Northern California Record

Sunday, October 20, 2019

Ethicon director/sales rep says in J&J pelvic mesh trial that no major inflammatory warning given about mesh

State Court

By John Sammon | Aug 14, 2019

SAN DIEGO – A former Ethicon sales rep said on Tuesday in a deposition tape played for the court in a trial to determine if the company sold pelvic mesh devices allegedly knowing they could case injury that warnings of possible serious long-term inflammation from the devices were not routinely discussed.

Scott Jones, product director and previously a sales rep at Ethicon, was asked if he had heard tension free vaginal tape (TVT) mesh could cause serious long-term inflammation after implantation.
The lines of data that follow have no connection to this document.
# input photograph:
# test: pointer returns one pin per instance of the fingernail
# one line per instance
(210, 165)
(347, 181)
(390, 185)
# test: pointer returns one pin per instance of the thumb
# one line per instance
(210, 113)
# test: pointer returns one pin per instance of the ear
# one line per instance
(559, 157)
“I did not learn that fact, no,” Jones said. “We heard that inflammation was transitory and subsides. What I’ve heard is the material in the TVT, which is Prolene, elicits a minimal inflammatory reaction which is known as a transient reaction. In that, there’s a small amount of inflammation that subsides and goes away. I’ve never heard that the inflammatory response would then cause an erosion.”
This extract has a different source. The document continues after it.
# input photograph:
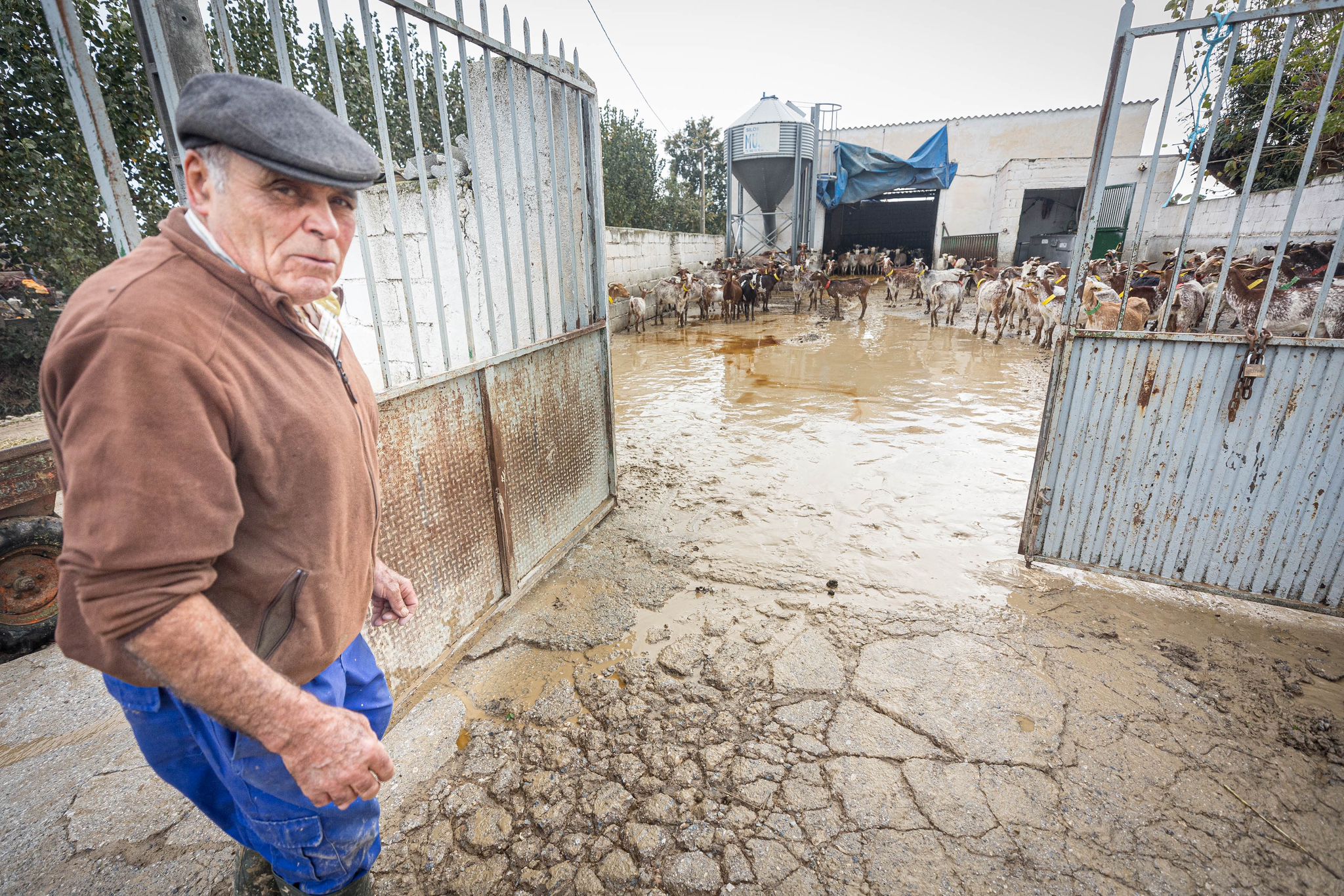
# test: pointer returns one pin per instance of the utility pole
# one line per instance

“Were you trained there could be a more serious inflammatory reaction with TVT?” an attorney with the California Office of the Attorney General asked.

“I had not heard that,” Jones responded.

The trial in the San Diego Superior Court is being streamed live courtesy of Courtroom View Network.
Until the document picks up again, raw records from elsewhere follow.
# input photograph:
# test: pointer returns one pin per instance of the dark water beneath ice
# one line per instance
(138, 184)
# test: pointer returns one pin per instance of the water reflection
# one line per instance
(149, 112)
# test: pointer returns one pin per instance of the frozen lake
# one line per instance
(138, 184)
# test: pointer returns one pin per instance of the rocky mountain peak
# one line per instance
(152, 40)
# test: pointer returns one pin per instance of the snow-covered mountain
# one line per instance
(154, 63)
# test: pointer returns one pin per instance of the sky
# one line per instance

The state of California, through its Attorney General Xavier Becerra, sued Johnson & Johnson over the Prolift pelvic mesh device, made by its subsidiary Ethicon, for allegedly causing vaginal injuries in women and allegedly for selling the product through the use of deceptive marketing practices. Prolift is a clear polypropylene mesh with eight thin connecting arms.

The case in San Diego is the first at trial by a state attorney general and seeks damages over allegations of unfair competition and violation of false advertising laws.

The company reportedly sold 42,000 Ethicon pelvic mesh devices between 2008 and 2014. The mesh is designed to help a sagging bladder condition called pelvic organ prolapse, or POP. Two of the products at issue are called Prolift and TVT slings.

The Prolift Gynecare device was introduced in 2008.

In 2012, the Food and Drug Administration ordered further study by mesh manufacturers after receiving 3,874 reports of injuries to women who had mesh devices implanted. Ethicon officials decided to discontinue selling the Prolift, Prosima and TVT SECUR mesh devices.

Jones was asked by the state’s attorney if he agreed the reasons for TVT to erode would include poor healing of the patient, the patient having sexual intercourse too soon, mesh placement at the wrong location or placement under too much tension by a doctor.

“Those would be the reasons I would think erosion could happen,” Jones answered.  

Jones said he could not think of other reasons for mesh erosion to occur.

He was asked if he had learned as an Ethicon sales rep if there were times when more serious inflammatory reactions could occur rather than minimal complications.

“I had not heard that,” he said.

Jones said the purpose of selling Ethicon’s Gynemesh was to give doctors a product they could use to augment pelvic floor repairs or for use as a bridging material for a sacrocolpopexy, a procedure used to repair pelvic prolapse. He added that sales were based either on what a doctor needed or wanted.

“It wasn’t a blanket message of advantages,” he said.

“Did you get training about the risks and potential complications?” 

“We were trained on the language that was used in the instructions for use (IFU),” Jones said.

“Is the answer to my question yes or no? Can you tell me what the specifics were (for risk training)?”

“There is always risk in any kind of synthetic implant,” Jones said. “There is a risk of erosion or exposure of the mesh. I don’t recall any other risk at this point at least.”

“One of the things you were trained with Gynemesh is that it could be cut and it wouldn’t fray, correct?”


“Could infection lead to erosion and exposure?”

“I’m not really sure if it could or not,” Jones said.

“Have you ever learned that in your time at Ethicon?”

“Not that I recall.”

“Have you learned about the inflammatory reaction that’s initiated by Gynemesh and whether it can lead to erosion or exposure?” Jones was asked.

“I’ve not learned that,” he said. “I haven’t heard of the correlation between inflammation and erosion.”  

Jones again said discussion of the risks would be based on a product's instructions for use.